Não que eu tivesse dúvidas que ela fosse recorrer a um acontecimento do passado para me convencer a ajudá-la, na verdade, eu tinha certeza que ela voltaria a esse assunto, só não esperava que fosse tão cedo. Há situações que eu gostaria de apenas deixar no passado, às vezes eu até tento não pensar no assunto, mas nesse caso, eu tenho que admitir, é difícil apenas superar. Permaneço em silêncio por um tempo, tentando evitar que algumas daquelas lembranças voltem imediatamente a minha mente, como tenho feito a anos.

— O que quer que eu faça, Bianca?

— Se aproxime dela, você sempre foi bom nisso, em fazer as pessoas confiarem em suas palavras e ações. Se não fosse.... Nós dois sabemos que mofaria na prisão, e não a frente dos negócios da sua família.

Nós dois sabemos, de fato. Ela estava lá, como sempre esteve, no hora certa, no momento exato, para testemunhar, ouvir ou registrar algo. E no meu caso, se um dia ela resolver falar, eu não tenho dúvidas de que pagarei pelo que aconteceu, inocente ou não, talvez eu não tenha como me livrar novamente das duras acusações que sofri. Não que eu não mereça. Talvez eu só não acho que seja tão culpado quanto as pessoas julgam.

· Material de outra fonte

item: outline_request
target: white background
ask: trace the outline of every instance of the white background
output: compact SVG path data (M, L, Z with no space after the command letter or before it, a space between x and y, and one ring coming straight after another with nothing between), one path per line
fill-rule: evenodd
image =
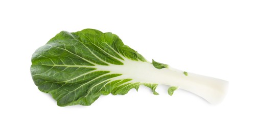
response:
M8 1L8 2L7 2ZM255 131L255 1L1 1L0 131ZM34 84L35 50L62 30L118 35L147 59L229 82L218 105L159 86L58 107ZM254 125L254 126L253 126Z

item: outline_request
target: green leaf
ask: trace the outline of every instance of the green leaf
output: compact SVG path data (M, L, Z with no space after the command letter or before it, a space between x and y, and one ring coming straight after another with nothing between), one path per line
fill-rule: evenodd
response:
M155 67L155 68L158 69L161 69L163 68L168 68L168 65L164 63L159 63L158 62L155 61L154 60L154 59L152 59L152 64Z
M123 95L141 85L158 94L157 84L133 74L138 67L131 63L151 64L110 32L92 29L61 31L36 50L32 62L35 84L60 106L90 105L101 95ZM153 64L156 63L161 64Z
M173 92L174 92L175 90L176 90L178 88L177 87L170 87L168 89L168 94L171 96L172 94L173 94Z

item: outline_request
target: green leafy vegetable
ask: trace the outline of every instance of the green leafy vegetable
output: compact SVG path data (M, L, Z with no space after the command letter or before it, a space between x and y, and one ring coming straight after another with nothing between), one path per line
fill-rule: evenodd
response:
M164 64L164 63L161 63L155 61L154 60L154 59L152 59L152 64L155 68L158 69L161 69L163 68L168 68L168 65L166 64Z
M148 61L117 35L92 29L60 32L36 50L32 62L35 84L60 106L90 105L101 95L125 94L141 85L158 94L158 84L178 86L190 81L180 81L184 80L181 71ZM175 89L170 89L171 95ZM188 90L195 92L193 89ZM206 100L207 96L202 95Z

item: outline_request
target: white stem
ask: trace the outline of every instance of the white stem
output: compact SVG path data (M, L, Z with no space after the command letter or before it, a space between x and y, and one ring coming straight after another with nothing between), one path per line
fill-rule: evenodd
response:
M126 59L124 65L97 66L100 71L122 74L118 79L132 79L134 82L177 86L195 93L213 104L220 103L227 90L228 82L214 78L188 73L172 68L156 69L150 63Z

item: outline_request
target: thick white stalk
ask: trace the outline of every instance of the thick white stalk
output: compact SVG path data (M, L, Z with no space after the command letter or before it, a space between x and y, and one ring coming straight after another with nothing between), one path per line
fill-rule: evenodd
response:
M126 59L124 65L97 66L99 71L122 74L117 79L132 79L134 82L155 83L177 86L195 93L213 104L220 103L224 98L228 83L214 78L188 73L172 68L156 69L150 63Z

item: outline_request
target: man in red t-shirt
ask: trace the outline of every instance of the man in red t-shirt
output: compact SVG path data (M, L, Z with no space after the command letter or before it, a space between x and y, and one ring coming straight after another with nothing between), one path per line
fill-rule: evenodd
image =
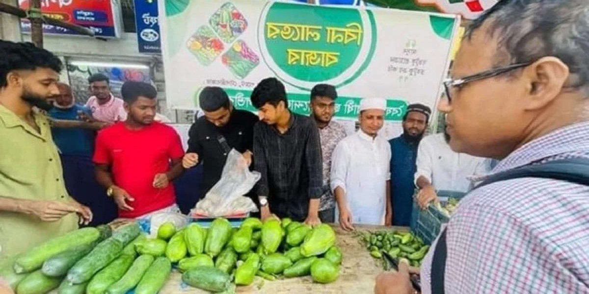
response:
M183 171L180 138L171 127L154 121L157 92L153 86L125 82L121 93L128 116L98 133L97 179L114 198L121 218L179 212L169 183Z

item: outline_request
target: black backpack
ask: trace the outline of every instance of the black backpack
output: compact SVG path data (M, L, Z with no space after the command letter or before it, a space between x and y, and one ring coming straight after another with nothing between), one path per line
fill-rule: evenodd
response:
M497 182L521 178L552 179L589 186L589 159L562 159L525 166L494 175L475 189ZM431 269L432 293L445 294L444 276L447 253L445 229L440 234L434 250Z

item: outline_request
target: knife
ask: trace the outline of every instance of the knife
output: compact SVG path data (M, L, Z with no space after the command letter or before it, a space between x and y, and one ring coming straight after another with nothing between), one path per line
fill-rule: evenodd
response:
M386 251L383 250L382 258L388 264L389 268L392 268L395 270L399 270L399 260L396 258L393 258L392 255L389 254ZM419 278L419 275L416 273L409 273L409 278L411 281L411 285L413 286L413 289L421 292L421 279Z

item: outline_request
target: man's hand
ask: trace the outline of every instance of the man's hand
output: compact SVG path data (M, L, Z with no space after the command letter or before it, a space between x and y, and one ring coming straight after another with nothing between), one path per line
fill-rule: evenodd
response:
M402 259L399 261L397 272L382 273L376 277L375 294L412 294L413 292L406 259Z
M78 119L86 122L99 122L99 121L86 112L78 111Z
M339 211L339 225L344 230L353 230L354 227L352 223L352 212L348 208L345 208Z
M265 221L266 219L274 218L279 220L280 220L278 216L272 213L270 211L270 208L268 208L267 205L264 207L260 208L260 219L262 222Z
M78 216L80 217L80 225L88 225L92 221L92 211L85 205L82 205L80 202L75 201L72 202L74 206L78 208Z
M422 209L427 208L430 202L437 201L438 195L431 185L423 187L417 194L417 203Z
M153 188L158 189L164 189L168 186L170 181L168 179L168 175L166 173L158 173L153 178Z
M117 206L121 210L128 211L133 211L134 210L133 208L127 204L127 202L135 201L135 199L127 191L117 186L113 187L112 198L114 199L114 202L117 203Z
M391 226L393 225L393 215L391 213L387 213L385 215L385 225L387 226Z
M64 201L29 201L24 211L44 222L55 222L72 212L78 212L78 208Z
M252 152L249 150L246 151L241 155L243 155L243 159L246 160L246 163L249 166L252 165Z
M321 219L319 219L319 215L309 215L307 216L306 219L305 220L305 223L311 227L315 227L321 225Z
M198 155L196 153L187 153L182 158L182 167L189 169L198 163Z

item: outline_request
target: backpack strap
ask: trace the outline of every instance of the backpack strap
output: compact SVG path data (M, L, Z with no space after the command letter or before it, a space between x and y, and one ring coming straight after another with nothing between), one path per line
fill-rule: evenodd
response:
M589 159L562 159L506 171L491 176L475 189L497 182L522 178L552 179L589 186ZM438 239L432 260L431 286L432 294L445 294L446 246L446 229L444 229Z

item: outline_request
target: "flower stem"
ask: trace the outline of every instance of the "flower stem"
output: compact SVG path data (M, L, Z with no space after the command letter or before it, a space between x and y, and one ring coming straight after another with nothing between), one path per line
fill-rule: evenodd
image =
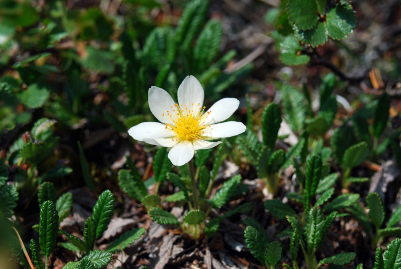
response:
M199 209L199 193L196 188L196 182L195 180L195 171L193 170L193 162L192 159L188 163L189 166L189 174L191 176L191 188L193 199L193 209Z

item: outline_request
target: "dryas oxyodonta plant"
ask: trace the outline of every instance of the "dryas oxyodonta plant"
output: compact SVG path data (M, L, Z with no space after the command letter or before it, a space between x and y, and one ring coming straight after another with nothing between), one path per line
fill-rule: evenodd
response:
M205 93L195 77L188 76L178 89L178 103L166 91L152 86L149 89L149 106L160 122L142 122L128 130L136 140L168 148L174 165L189 162L195 151L206 150L221 142L210 141L237 136L245 131L242 122L228 121L238 108L239 101L225 98L208 110L203 106Z

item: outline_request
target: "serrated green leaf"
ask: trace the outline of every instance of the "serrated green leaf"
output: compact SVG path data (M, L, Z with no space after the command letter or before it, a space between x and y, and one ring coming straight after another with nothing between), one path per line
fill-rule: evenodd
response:
M381 197L376 192L371 192L366 197L369 215L372 223L378 228L384 221L384 205Z
M93 266L96 269L100 269L111 261L111 253L99 249L95 249L89 252L85 257L91 261Z
M398 264L401 262L401 239L396 238L391 241L387 245L384 256L384 268L398 268Z
M92 218L96 228L96 238L107 229L110 220L113 215L115 199L111 192L106 190L100 194L93 207Z
M371 230L372 226L369 221L369 217L359 203L351 204L347 208L347 211L351 213L352 217L358 221L365 231L369 232Z
M291 206L277 199L265 201L265 208L269 210L275 218L283 219L286 216L295 216L295 211Z
M189 191L186 188L185 183L176 174L167 173L167 177L172 185L179 188L182 191L187 201L189 201Z
M319 20L315 0L290 0L287 11L290 21L302 30L313 28Z
M166 179L166 174L171 170L172 164L167 155L168 153L164 148L157 151L153 159L153 173L154 179L157 182L161 182Z
M82 253L86 253L88 251L88 247L86 246L85 242L82 240L61 229L59 230L59 233L65 235L67 239L69 240L71 243L74 244L75 246L79 248L79 250L81 250L81 252Z
M241 181L241 175L237 175L223 183L222 188L217 191L211 200L214 206L220 208L225 205L235 193Z
M190 225L196 225L202 223L206 219L206 215L199 209L188 212L184 216L184 222Z
M322 159L319 155L311 155L306 163L305 190L303 193L304 208L308 210L315 197L317 186L322 177Z
M66 218L71 210L72 206L72 193L67 192L60 197L56 202L56 209L59 212L59 221Z
M262 114L262 136L263 144L274 150L276 140L281 124L281 109L276 103L270 103Z
M39 244L43 254L48 258L56 246L59 230L59 215L56 205L46 201L41 207L39 222Z
M338 174L336 173L330 174L319 182L316 189L316 193L322 193L334 185L338 179Z
M165 211L158 207L153 207L149 210L149 215L153 221L161 225L176 224L180 225L178 219L169 212Z
M21 102L29 108L41 107L50 96L49 90L40 87L37 84L31 85L26 90L17 95Z
M304 42L315 48L323 45L327 42L327 29L326 24L317 23L312 28L309 30L302 30L294 25L294 35L302 42Z
M351 146L344 153L343 167L351 168L359 165L369 155L369 148L366 142Z
M188 48L206 19L208 1L194 0L186 5L175 30L176 41L184 50Z
M147 190L143 184L142 178L136 168L132 172L126 169L118 171L118 185L122 191L130 197L136 200L141 200L147 195Z
M387 237L399 235L401 234L401 227L390 227L380 229L377 231L377 233L379 236Z
M251 253L261 263L264 264L266 246L264 242L261 240L258 230L251 226L248 226L245 229L244 236L247 246Z
M266 248L265 258L270 266L276 266L283 258L283 244L278 241L269 243Z
M331 227L331 224L334 221L334 219L337 217L337 212L332 212L330 215L326 217L326 219L317 230L316 241L315 241L315 248L317 248L321 245L324 237L329 231L329 229Z
M303 95L287 84L283 85L281 94L285 121L293 131L301 132L306 116Z
M44 182L39 186L39 190L38 192L38 202L39 207L46 201L51 201L56 203L56 188L51 182Z
M91 171L89 168L89 164L86 160L86 158L85 157L85 153L84 153L84 149L81 146L81 142L78 141L78 150L79 150L79 160L81 161L81 167L82 168L82 177L84 178L85 183L86 185L91 190L95 189L95 182L93 181L92 177L91 176Z
M145 206L147 210L159 205L160 202L161 198L157 194L148 194L141 200L141 203Z
M384 269L384 261L383 260L383 250L381 247L376 249L376 255L374 256L374 266L373 269Z
M354 252L341 252L334 256L323 259L319 263L333 263L337 265L342 265L349 263L355 258Z
M401 205L398 206L390 217L387 227L393 227L397 225L401 220Z
M34 265L36 269L43 269L43 260L42 258L42 253L39 248L39 245L33 239L31 239L29 249L32 253L32 259L34 260Z
M344 193L334 198L324 207L323 210L329 212L344 208L356 202L358 199L359 195L357 193Z
M322 194L322 196L320 196L320 197L317 201L316 201L316 202L315 203L315 205L314 206L320 206L323 205L324 203L328 201L330 199L330 198L331 198L331 196L333 196L333 194L334 193L334 188L330 188L330 189L328 189Z
M379 98L377 106L374 111L373 121L373 134L378 138L388 121L390 109L390 96L383 91Z
M352 33L356 27L356 16L351 5L338 5L329 11L326 14L326 26L333 39L344 39Z
M152 209L156 208L160 209L158 207L154 207ZM126 231L116 240L111 242L106 249L111 253L120 252L127 247L129 244L133 243L135 241L139 239L142 235L145 233L145 231L144 228L133 229Z
M14 214L18 202L18 191L13 185L0 186L0 216L10 218Z
M89 217L85 222L84 226L84 239L88 250L92 251L95 246L96 239L96 229L92 218Z

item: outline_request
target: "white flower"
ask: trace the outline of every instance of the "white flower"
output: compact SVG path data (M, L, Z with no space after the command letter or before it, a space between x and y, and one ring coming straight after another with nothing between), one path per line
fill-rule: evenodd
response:
M240 101L225 98L205 111L202 106L204 89L193 76L185 78L179 85L178 104L166 91L154 86L149 89L148 95L150 111L163 124L142 122L131 127L128 133L136 140L170 148L168 159L174 165L183 165L190 161L195 151L222 143L208 140L237 136L246 129L237 121L218 123L232 115Z

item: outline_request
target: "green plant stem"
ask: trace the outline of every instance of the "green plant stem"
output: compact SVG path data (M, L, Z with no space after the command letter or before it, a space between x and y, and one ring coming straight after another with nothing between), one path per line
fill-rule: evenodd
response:
M195 180L195 171L193 170L193 162L192 159L188 163L189 166L189 174L191 176L191 188L193 199L193 209L199 209L199 193L196 188L196 182Z

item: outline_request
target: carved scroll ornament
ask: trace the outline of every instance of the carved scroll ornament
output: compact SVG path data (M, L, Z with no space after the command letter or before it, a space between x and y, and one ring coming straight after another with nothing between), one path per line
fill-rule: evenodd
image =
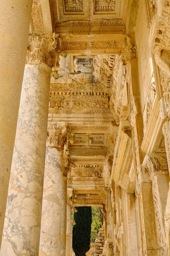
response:
M26 63L42 62L51 68L54 66L58 37L55 33L29 36Z
M51 146L63 148L64 136L66 132L65 126L54 124L48 127L47 144Z
M148 175L149 180L152 180L155 173L167 173L168 171L166 157L150 157L148 159L144 167L144 172Z

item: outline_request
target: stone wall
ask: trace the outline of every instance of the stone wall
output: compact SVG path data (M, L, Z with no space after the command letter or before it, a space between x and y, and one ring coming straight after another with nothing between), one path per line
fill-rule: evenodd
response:
M102 256L104 245L104 225L99 230L97 238L95 243L95 256Z

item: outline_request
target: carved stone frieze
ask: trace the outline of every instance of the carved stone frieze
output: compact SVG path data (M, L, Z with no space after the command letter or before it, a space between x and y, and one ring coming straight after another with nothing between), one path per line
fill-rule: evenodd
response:
M170 117L170 78L169 75L163 70L160 70L160 74L161 84L162 87L164 99L163 101L162 101L162 105L161 105L162 112L162 113L164 113L163 117L167 115L168 117L169 118ZM164 110L165 108L166 114Z
M115 11L116 8L116 0L95 0L95 12L113 12Z
M47 146L63 148L64 136L66 132L64 125L56 124L49 125L47 128Z
M63 41L62 45L64 50L119 49L121 47L121 40L110 41Z
M164 174L168 171L166 157L149 157L145 164L144 171L147 173L150 180L152 180L155 174Z
M166 122L163 125L162 130L163 134L165 137L165 145L167 157L168 165L169 169L170 166L170 127L169 122L168 121Z
M141 189L142 181L141 179L141 175L140 173L135 177L136 189L138 193L140 193Z
M159 189L157 182L157 177L156 176L155 176L153 178L152 185L155 216L156 220L156 227L159 243L161 247L160 250L160 255L163 256L165 255L166 254L164 246L165 244L165 232L163 223L163 214L161 202L160 197Z
M84 27L88 26L94 27L94 26L114 26L117 25L124 25L124 23L121 19L95 19L92 20L69 20L65 22L62 22L57 24L57 27Z
M102 177L102 169L94 167L85 168L73 168L71 170L72 177Z
M107 96L72 96L64 100L64 107L81 109L87 108L108 108L108 101Z
M49 101L49 108L63 108L64 97L59 95L51 97Z
M157 8L150 31L150 47L158 66L170 76L169 2L166 0L154 2Z
M30 25L34 34L43 33L43 21L40 0L33 1Z
M110 130L110 128L108 126L71 126L71 130L105 130L108 131Z
M30 36L26 63L42 62L52 68L55 65L58 34Z
M84 0L63 0L65 14L84 13Z
M147 129L148 122L149 121L150 115L151 113L152 110L153 108L153 104L156 97L156 87L154 78L152 78L151 83L149 88L149 91L146 98L146 103L145 103L145 121L144 123L144 133Z
M104 243L104 245L103 249L103 255L104 256L113 256L115 254L113 252L113 241L106 239Z
M124 43L121 51L121 61L123 65L127 65L128 61L131 59L136 58L136 47L128 42Z

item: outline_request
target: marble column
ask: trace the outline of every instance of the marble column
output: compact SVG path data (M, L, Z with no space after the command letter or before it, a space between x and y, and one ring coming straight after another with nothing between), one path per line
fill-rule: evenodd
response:
M71 221L71 200L73 195L73 189L67 188L67 204L66 209L67 224L66 229L66 256L71 256L72 253L72 227Z
M65 123L48 128L39 256L60 255Z
M64 169L65 170L65 169ZM67 226L67 171L63 175L62 202L62 218L61 229L61 256L65 256L66 245L66 229Z
M38 255L51 56L57 46L51 36L29 38L1 256Z
M32 2L0 1L0 246Z

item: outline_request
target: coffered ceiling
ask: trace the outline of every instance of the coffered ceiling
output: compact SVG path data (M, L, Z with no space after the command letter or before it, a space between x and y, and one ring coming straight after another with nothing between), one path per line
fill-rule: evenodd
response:
M122 104L119 54L127 34L132 43L138 2L33 1L30 33L59 34L67 54L59 79L51 79L49 122L66 122L74 135L68 186L75 206L105 203L119 128L114 106L120 115Z

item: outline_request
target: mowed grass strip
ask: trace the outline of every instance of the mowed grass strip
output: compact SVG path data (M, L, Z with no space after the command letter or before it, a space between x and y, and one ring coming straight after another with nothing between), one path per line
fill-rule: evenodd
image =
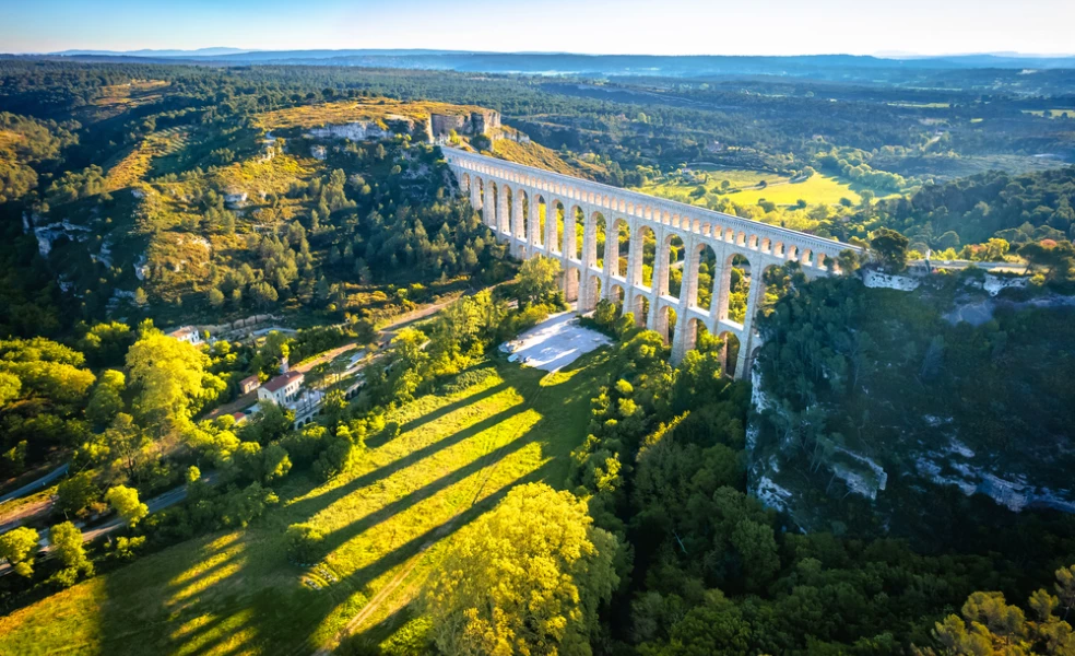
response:
M564 484L607 358L598 351L554 375L498 364L458 394L417 399L389 418L403 432L371 441L354 472L323 485L293 476L253 526L188 540L0 619L0 654L305 654L402 574L405 585L367 609L371 622L395 613L453 532L511 487ZM328 535L314 567L286 560L284 530L296 522Z
M828 175L815 174L802 181L790 181L787 176L764 171L748 171L740 168L716 168L711 166L693 166L695 171L704 171L709 175L709 181L704 183L706 189L712 191L719 189L721 180L728 180L733 189L722 194L726 198L740 206L757 204L758 200L765 199L778 206L793 206L800 199L810 204L836 204L841 198L847 198L851 202L858 203L861 199L851 185ZM764 189L754 189L765 181L768 186ZM694 198L692 192L699 186L698 181L690 181L688 178L673 179L664 183L639 187L638 190L651 196L669 198L692 204L704 204L705 198Z

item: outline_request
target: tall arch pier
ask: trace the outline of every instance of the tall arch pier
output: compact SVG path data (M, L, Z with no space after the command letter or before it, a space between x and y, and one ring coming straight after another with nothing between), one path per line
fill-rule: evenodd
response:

— Eu me aproximo dela, e então? — não pode ser tão ruim, afinal, é uma garota bonita, e envolvimento é uma palavra que não se aplica a mim.

— Faça com que ela fale, faça com que Grace confie tanto em você que conte tudo, como um ombro amigo, ou um caso que ela não resistiria por trás da fachada de boa menina. — Bianca se levanta, e vem em minha direção, insinuando-se da maneira sedutora como costuma fazer sempre que estamos sozinhos. — Nós dois sabemos, que você pode ser bem persuasivo quando quer.

Não que seja uma má ideia, Grace é muito bonita, na realidade, fiquei bem impressionado quando vi apenas as fotos, que Bianca me enviou, certa de que em algum momento Camille a levaria para alguma boate ou bar. As fotos não fazem justiça a beleza de Grace Sinclair, a garota é uma beldade.

Depois que Bianca sai, vou até minha mesa, abro a última gaveta, e pego uma pasta, onde estão as fotos de Grace, um incômodo segredo entre documentos importantes. Ela parece feliz ao pôr do sol, em alguma praia no final de tarde. O vestido curto revelando curvas que pude ver pessoalmente quando a encontrei na boate. Os cabelos pretos longos, e olhos de um azul profundo, que parece ser característica dos Sinclair. Ela circula por onde vai sem querer chamar a atenção, mas não é como se isso fosse possível, é impossível não notá-la. Há outras fotos, uma me parece ter sido tirada no vinhedo da família, outra em alguma ocasião recente, um vestido luxuoso e joias caras. Uma garota cara.

Penso enquanto guardo as fotos, sinto que não deveria ter isso por aqui, não como um tarado filho da puta, que tem pensado cada vez mais em saber mais sobre ela. Grace Sinclair não é para mim, nenhuma mulher que se preza deveria correr esse risco, porque provavelmente irá se arrepender, até seus últimos dias.